I am designing a metal stud shear wall with X-bracing. My shear wall is 30ft long and 11ft tall. I was taught to take the wall and segment it into (3) parts, then the shear load in each segment would be V/3. I feel like I am missing something. Is this the correct way to go about designing a long shear wall like this? See attached detail for more info. This is a typical detail that my company would use for this type of wall. I modeled this in multiframe and the shear force (at the top track) was not distributed equally among the (3) wall segments. I cannot find any design examples online for this scenario.

 

[Ben29]

Here is the typical detail...

 

[XR250]

Yes, technically it would be V/3.
Coupla comments about you detail....
You are not showing any shearwall hold-downs - I imagine you need them at each strap intersection.
If the shear is anything substantial, getting your load from the top plate into the straps and back out into the bottom plate is going to be an issue
I would call out the PAF's at 6" O.C. instead of (2) @ 12" O.C. due to c/c spacing limitations Seems like a lot of them. If you are using them for uplift, check the stiffness of you bottom plate
Might want to talk to the installer about his ability to get 1 1/2" embedment out of a PAF. That seemed to be an issue for me in the past. Probably depends on the age of the concrete.

 

[phamENG]

I can't comment on the program directly as I've never used it, but my first suspicion would be that you applied a point load to the end and they're not properly connected in the model. Check you collector and make sure it's continuous, and then distribute your collector load along its length.

The strap to track connections are critical. You didn't include them, so maybe you've got this already - you should be using a gusset plate to connect the strap to the track (top and bottom of wall). Otherwise you're trying to go through a couple little screws in the ends of the chord stud(s). Not likely to check out. You also need shear wall hold downs at each point. These braces are tension only, so you can't try to rely on the opposing brace some how holding the connection down.

Also be mindful of the strap tension in your specifications. I've seen contractors install these with just a couple helpers holding it up and a screw gun. It's important that the strap be pulled tight before fastening. Clark Dietrich and a couple other manufacturers sell/lease specialized tools to apply an appropriate level of pretension to the straps. If they don't, and the building is loaded, the wall will rack until it comes taught. It can be loud, and it can cause damage (depending on how sloppy the installation is).

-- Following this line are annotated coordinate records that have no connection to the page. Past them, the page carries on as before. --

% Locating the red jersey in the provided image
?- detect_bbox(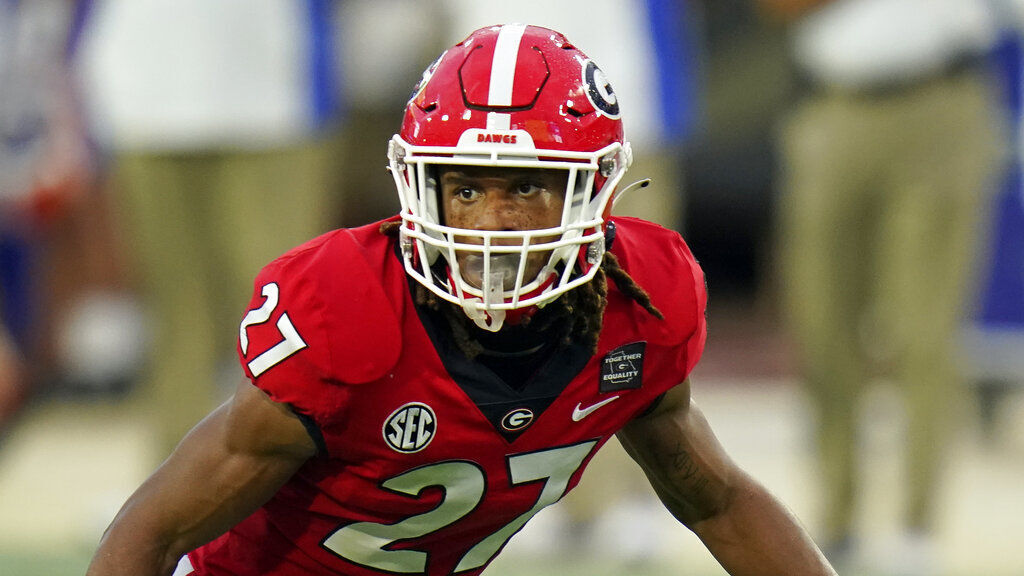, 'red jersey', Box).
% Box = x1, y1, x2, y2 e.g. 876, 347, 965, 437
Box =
189, 218, 707, 576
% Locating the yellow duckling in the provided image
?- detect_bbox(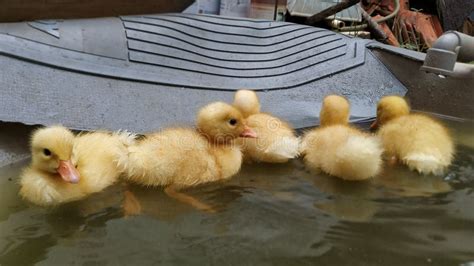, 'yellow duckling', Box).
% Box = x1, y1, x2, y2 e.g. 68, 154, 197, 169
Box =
302, 95, 383, 180
372, 96, 454, 175
234, 90, 299, 163
122, 102, 256, 209
20, 126, 133, 206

Another thing to consider. Architects usually hate having the straps on the interior because they can easily telegraph through GWB - especially if they're going with 1/2". That leads a lot of structural engineers to put them on the exterior only. Be careful doing this. It creates an eccentricity at the base connection that can significantly reduce the capacity of the wall.

 

[Ben29]

@XR250 @phamENG - Thank you so much. This is very helpful info. I appreciate it!

 

[DaveAtkins]

For a wall that long, do you even need straps? Can the sheathing do the job?

DaveAtkins

 

[XR250]

you should be using a gusset plate to connect the strap to the track (top and bottom of wall)

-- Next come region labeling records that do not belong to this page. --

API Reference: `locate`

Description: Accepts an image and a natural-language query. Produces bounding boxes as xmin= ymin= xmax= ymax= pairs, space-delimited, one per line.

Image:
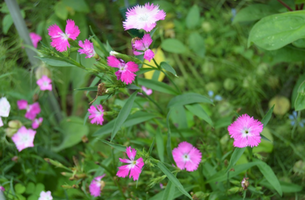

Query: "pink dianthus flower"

xmin=17 ymin=99 xmax=41 ymax=120
xmin=48 ymin=19 xmax=80 ymax=52
xmin=36 ymin=75 xmax=52 ymax=91
xmin=89 ymin=174 xmax=105 ymax=197
xmin=172 ymin=142 xmax=201 ymax=171
xmin=78 ymin=39 xmax=96 ymax=58
xmin=12 ymin=126 xmax=36 ymax=152
xmin=38 ymin=191 xmax=53 ymax=200
xmin=116 ymin=147 xmax=144 ymax=181
xmin=132 ymin=33 xmax=155 ymax=62
xmin=107 ymin=56 xmax=139 ymax=84
xmin=30 ymin=32 xmax=41 ymax=48
xmin=228 ymin=114 xmax=264 ymax=148
xmin=88 ymin=105 xmax=104 ymax=125
xmin=32 ymin=117 xmax=43 ymax=129
xmin=123 ymin=3 xmax=166 ymax=32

I wonder has anyone done an FEA on a gusset plate to see how the load actually gets resisted. Take a strap running upwards to the top right of a wall. Ideally, it is forcing the top track and jamb stud in compression (pulling left on the top track and down on the jamb stud). How do we know it is not doing the opposite and pulling the top track down and the jamb to the left? I believe that is actually what it is happening as the gusset has about zero buckling resistance (unlike a red iron gusset). If that is the case, the weak axis strength of those two components would have to be evaluated.

FWIW, when I was doing light gage design, I would use a red-iron angle or channel in the base and a deep leg, 14 or 12a track at the top. The strap was then welded to those members. Seemed to take a lot of doubt out of the equation.

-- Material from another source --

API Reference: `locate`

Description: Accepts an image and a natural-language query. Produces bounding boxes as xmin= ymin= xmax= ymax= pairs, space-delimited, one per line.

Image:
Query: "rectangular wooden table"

I would be interested in other's thought on this.

 

[phamENG]

I've used a deep track as well - it works really well with lighter loads since there's room to get the connection in. If the connection needs more room, I've spec'd a 12ga "plate." Gets a bit tricky though - starts to really take up some space if you need it on the interior.

I think that, at least initially, it would behave in a similar fashion to a structural steel gusset. You could apply a similar approach to the Uniform Force Method. That is just statics, after all. The result would be a combination of the two. You'd get horizontal and vertical reactions on both the jamb and the track. I think that's where it breaks down. Since these members are significantly more flexible than structural steel, I think the deflections will happen so fast that the relative stiffness of each member in each direction will reveal itself a lot faster. So, as long as your gusset is sufficiently stiff, I think you'll be able to see the compression loads that we're looking for.

I guess that's your point though, isn't it? A FEA to determine how stiff is stiff enough.